More Nigerians are working remotely for overseas employers these days. Others freelance for global clients, pay international subscriptions, and shop on foreign platforms.
This shift has created massive demand for reliable cross-border payment tools. Users want speed, transparency, and minimal fees on international transactions.
OnePurze claims it's already onboarded over 750 customers organically since launch. That's without spending a naira on advertising, the founders say.
Co-founders Ologun Damilola and Bako David identified a real problem: international payments from Nigeria remain painfully slow and expensive. Hidden charges and poor exchange rates frustrate users constantly.
"Making payments outside Nigeria can still be stressful," Damilola told reporters. "We want to make cross-border payments fast and seamless, with clear pricing and no hidden charges."
Trust matters in this business. Nigerian fintech users have been burned by failed transactions and surprise charges too many times.
OnePurze launched its cross-border payments product in May. Customers can now send, receive, and save money in multiple foreign currencies at transparent rates.
Small business owners paying foreign suppliers will find it useful. Freelancers receiving income from abroad are also squarely in OnePurze's sights.
But the startup's real weapon is its virtual USD card. In Nigeria, such cards have become absolutely essential for accessing online services.

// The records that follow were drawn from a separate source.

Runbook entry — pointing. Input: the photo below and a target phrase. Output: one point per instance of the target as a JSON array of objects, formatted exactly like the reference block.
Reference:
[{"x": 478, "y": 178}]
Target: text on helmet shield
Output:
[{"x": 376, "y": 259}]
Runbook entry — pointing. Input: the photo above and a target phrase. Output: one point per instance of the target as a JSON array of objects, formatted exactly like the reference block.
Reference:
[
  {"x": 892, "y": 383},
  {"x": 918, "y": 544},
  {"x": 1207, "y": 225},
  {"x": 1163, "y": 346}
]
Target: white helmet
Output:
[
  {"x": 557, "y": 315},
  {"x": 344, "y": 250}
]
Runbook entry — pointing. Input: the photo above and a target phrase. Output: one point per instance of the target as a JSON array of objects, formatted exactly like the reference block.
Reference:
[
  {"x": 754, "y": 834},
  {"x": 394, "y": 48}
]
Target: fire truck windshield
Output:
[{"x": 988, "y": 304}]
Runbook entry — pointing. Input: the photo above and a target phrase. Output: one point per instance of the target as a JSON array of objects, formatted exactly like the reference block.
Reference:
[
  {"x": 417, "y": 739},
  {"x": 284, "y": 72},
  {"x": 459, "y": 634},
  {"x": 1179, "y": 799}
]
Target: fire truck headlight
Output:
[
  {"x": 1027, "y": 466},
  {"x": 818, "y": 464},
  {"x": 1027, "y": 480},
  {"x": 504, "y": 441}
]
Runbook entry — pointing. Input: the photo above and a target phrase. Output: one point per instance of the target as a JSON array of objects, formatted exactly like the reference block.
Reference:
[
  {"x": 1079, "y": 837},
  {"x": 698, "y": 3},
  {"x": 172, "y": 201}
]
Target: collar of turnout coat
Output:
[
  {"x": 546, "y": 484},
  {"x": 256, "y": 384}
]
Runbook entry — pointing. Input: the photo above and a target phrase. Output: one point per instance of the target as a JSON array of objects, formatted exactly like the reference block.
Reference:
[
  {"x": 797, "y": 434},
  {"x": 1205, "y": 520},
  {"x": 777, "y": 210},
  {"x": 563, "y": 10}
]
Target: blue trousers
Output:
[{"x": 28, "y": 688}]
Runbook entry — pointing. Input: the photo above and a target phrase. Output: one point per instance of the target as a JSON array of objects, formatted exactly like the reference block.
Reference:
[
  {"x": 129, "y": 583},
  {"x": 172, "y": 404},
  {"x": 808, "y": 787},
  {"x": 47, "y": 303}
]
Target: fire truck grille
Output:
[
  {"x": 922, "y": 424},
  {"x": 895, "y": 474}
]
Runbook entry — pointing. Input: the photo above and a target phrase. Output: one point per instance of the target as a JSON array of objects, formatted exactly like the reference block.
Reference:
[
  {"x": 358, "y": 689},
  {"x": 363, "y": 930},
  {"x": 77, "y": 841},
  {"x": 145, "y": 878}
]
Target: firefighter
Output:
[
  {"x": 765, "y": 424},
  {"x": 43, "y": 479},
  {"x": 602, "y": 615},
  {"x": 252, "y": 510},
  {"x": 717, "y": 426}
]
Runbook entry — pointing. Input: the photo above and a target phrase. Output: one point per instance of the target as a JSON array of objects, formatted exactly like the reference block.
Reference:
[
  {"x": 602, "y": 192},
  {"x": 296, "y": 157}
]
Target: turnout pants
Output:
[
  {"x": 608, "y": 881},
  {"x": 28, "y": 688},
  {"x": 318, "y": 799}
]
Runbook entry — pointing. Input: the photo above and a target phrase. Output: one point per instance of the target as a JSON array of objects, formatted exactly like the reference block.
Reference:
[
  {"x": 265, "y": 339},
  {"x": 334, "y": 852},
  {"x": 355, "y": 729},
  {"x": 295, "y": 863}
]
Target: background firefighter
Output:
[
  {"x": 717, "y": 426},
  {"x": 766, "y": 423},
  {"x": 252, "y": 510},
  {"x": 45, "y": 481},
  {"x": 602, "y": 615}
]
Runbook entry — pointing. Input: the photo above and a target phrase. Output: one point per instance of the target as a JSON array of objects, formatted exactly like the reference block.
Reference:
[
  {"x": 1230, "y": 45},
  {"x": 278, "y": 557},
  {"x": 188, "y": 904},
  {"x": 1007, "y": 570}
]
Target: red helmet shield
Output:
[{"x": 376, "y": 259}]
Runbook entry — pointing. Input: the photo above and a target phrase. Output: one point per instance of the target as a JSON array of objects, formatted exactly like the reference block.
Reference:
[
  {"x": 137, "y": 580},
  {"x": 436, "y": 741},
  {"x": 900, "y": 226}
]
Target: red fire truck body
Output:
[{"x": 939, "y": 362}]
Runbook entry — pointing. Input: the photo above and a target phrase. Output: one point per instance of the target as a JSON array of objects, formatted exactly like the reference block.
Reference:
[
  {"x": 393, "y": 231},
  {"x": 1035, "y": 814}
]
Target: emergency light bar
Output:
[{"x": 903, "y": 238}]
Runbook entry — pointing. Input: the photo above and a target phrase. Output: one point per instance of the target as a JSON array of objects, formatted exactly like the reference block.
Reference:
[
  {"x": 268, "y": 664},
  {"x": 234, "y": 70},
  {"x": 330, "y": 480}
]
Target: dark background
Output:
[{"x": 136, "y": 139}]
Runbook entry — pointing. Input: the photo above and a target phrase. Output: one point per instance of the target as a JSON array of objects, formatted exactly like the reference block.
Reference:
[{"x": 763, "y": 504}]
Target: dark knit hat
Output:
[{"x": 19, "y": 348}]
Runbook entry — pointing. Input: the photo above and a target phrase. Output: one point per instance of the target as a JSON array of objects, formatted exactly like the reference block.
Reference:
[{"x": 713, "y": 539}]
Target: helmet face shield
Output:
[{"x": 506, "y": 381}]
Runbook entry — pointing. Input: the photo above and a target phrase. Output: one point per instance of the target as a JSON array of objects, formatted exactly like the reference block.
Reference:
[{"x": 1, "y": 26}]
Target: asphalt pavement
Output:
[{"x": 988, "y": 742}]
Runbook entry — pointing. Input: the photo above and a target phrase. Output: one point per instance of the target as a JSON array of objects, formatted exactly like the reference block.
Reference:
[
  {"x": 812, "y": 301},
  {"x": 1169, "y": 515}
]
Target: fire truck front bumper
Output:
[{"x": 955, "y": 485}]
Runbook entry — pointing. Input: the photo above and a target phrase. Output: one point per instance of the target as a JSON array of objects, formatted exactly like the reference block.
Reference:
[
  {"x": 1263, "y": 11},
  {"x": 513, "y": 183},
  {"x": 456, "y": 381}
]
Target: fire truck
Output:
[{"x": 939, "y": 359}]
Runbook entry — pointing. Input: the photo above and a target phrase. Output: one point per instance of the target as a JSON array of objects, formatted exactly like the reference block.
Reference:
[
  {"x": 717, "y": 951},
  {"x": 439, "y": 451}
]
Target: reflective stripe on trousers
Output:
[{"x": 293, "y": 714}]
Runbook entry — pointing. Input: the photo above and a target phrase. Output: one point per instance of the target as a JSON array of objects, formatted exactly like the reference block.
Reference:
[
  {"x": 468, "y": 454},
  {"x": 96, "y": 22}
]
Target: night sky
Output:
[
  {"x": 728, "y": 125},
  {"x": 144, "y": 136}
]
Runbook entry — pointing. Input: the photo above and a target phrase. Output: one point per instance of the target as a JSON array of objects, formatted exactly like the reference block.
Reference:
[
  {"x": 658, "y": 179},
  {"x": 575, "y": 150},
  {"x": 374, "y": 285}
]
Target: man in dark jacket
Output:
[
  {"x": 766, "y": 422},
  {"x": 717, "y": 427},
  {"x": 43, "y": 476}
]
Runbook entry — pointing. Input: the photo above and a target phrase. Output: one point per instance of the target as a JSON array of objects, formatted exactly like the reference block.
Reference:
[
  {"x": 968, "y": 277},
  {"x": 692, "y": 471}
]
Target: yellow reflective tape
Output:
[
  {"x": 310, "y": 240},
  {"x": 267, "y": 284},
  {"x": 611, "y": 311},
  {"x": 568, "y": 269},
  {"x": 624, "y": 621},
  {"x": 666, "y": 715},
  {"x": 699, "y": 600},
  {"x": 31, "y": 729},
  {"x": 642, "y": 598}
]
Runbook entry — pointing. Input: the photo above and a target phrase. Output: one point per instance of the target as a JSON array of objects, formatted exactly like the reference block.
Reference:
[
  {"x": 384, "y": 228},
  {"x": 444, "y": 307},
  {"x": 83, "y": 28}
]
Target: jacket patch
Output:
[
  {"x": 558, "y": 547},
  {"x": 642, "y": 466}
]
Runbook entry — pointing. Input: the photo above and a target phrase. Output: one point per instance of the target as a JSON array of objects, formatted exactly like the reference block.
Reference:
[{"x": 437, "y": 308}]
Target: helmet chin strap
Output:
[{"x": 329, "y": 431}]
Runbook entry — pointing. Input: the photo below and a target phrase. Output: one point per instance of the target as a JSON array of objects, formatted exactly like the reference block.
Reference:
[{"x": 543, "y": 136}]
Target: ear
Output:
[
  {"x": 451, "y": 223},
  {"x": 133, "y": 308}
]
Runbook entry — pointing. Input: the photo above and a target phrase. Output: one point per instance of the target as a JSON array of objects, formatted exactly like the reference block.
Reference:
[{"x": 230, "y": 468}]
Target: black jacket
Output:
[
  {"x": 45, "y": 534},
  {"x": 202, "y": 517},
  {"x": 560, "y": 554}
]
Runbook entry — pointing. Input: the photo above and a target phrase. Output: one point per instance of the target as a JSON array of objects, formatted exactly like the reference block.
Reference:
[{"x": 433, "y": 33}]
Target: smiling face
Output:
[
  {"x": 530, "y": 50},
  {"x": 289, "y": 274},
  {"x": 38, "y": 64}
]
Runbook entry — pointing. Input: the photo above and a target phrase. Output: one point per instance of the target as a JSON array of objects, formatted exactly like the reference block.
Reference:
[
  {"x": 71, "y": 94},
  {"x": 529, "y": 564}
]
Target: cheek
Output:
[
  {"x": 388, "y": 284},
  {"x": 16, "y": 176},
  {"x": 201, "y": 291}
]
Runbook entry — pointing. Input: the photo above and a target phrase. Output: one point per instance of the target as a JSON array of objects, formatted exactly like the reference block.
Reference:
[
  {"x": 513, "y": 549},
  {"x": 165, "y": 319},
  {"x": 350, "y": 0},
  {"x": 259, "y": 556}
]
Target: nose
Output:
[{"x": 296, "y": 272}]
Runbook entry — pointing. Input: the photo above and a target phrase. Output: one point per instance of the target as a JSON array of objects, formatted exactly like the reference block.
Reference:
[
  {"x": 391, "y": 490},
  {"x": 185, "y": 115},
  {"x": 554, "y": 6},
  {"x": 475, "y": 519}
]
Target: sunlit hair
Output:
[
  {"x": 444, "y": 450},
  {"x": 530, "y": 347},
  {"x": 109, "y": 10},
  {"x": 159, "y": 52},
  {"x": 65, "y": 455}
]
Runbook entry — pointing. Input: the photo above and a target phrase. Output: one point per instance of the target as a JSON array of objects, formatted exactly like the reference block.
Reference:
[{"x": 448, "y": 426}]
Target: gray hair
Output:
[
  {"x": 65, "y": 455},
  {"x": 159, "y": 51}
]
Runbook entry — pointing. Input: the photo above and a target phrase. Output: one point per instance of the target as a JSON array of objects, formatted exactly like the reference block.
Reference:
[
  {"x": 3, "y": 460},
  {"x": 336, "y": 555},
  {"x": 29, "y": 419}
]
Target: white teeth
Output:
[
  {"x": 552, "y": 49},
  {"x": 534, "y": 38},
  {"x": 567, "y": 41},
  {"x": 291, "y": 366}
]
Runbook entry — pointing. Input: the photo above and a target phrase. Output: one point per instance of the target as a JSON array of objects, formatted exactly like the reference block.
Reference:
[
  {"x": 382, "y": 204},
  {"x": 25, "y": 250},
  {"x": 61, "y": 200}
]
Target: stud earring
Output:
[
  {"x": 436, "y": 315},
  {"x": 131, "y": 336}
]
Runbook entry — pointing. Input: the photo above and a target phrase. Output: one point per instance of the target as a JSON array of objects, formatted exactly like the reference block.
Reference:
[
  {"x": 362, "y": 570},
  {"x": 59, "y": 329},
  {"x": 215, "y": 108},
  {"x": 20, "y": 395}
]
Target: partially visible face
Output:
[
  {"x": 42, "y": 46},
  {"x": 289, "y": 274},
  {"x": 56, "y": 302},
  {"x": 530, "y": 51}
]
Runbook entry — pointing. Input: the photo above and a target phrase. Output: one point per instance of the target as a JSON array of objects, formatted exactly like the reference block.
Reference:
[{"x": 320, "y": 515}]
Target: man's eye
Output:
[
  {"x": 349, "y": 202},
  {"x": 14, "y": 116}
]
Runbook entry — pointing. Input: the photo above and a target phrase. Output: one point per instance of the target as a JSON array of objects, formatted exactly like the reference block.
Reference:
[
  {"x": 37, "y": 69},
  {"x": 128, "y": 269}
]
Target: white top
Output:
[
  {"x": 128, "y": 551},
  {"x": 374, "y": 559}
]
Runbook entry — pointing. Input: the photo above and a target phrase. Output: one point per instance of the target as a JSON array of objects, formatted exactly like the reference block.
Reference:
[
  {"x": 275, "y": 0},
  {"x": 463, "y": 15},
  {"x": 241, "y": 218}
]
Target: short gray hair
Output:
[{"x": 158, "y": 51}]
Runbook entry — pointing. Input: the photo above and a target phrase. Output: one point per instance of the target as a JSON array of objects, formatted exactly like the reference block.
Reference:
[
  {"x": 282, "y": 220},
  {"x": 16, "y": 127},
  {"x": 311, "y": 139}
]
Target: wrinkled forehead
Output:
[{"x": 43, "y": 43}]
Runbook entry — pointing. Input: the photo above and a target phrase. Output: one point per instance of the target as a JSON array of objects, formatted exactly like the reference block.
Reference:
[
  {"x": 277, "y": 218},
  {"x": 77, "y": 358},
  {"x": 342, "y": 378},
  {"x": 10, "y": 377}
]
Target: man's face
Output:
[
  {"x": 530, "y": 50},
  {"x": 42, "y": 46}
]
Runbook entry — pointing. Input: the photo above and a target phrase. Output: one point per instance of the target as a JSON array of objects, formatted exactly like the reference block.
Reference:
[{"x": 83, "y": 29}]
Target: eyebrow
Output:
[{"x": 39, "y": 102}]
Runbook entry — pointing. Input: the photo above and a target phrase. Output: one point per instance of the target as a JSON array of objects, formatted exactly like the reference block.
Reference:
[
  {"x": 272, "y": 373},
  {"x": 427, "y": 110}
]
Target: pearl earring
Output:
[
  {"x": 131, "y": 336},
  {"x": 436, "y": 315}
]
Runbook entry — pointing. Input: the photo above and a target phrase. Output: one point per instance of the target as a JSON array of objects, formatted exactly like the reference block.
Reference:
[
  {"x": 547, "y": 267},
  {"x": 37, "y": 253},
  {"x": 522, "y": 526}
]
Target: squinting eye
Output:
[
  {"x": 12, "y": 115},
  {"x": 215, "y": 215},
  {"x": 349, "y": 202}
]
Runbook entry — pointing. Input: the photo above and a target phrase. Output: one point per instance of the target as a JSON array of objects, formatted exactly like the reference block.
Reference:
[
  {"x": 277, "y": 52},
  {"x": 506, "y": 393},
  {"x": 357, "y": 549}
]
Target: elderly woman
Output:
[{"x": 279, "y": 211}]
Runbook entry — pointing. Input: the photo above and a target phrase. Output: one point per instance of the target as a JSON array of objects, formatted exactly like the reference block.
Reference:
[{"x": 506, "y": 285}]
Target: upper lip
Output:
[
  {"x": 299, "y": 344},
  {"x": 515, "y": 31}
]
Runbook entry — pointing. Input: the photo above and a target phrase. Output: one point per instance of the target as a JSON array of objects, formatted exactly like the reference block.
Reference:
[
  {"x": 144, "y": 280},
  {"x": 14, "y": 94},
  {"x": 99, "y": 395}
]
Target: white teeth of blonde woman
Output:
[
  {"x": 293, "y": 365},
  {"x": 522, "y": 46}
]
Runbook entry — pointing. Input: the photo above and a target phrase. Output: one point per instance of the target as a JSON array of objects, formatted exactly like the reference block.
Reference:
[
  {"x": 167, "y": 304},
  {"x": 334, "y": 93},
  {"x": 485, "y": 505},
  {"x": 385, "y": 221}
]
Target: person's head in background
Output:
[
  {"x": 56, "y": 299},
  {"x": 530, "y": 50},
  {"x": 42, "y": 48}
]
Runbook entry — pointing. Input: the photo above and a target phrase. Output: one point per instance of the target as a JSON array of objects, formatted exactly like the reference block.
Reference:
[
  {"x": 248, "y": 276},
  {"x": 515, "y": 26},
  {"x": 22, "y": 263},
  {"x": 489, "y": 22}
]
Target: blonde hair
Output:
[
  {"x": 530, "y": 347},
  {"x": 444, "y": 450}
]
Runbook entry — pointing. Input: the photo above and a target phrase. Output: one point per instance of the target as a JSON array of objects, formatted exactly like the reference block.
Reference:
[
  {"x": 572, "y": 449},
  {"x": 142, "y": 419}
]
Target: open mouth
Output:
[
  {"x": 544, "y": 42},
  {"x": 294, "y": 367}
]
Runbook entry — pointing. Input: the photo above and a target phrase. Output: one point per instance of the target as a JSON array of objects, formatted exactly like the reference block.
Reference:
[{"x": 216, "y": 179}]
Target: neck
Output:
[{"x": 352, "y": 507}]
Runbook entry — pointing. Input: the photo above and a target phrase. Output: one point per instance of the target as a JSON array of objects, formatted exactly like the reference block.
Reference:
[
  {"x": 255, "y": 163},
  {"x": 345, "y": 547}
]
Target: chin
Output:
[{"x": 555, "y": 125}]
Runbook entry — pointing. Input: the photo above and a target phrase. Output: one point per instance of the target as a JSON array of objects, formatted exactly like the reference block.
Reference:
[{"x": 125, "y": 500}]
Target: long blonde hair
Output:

Netflix, iCloud, Meta advertising, and Google subscriptions all demand foreign cards. Nigerians have learned this the hard way.
The problem? One card works on Netflix but fails on Amazon.
Users end up juggling five or six different fintech apps just to pay bills.
OnePurze's card works across PayPal, Amazon, Google, LinkedIn, Canva, and Meta. The company is betting users will ditch the juggling act for one reliable card.
Nigeria's fintech sector has exploded with local payment solutions. But cross-border finance remains underdeveloped and frustrating for millions.
That gap represents a genuine opportunity. OnePurze is positioning itself to fill it.
Competition will come quickly — the fintech space attracts capital like moths to flame. Still, solving real problems for Nigerians always has room for winners.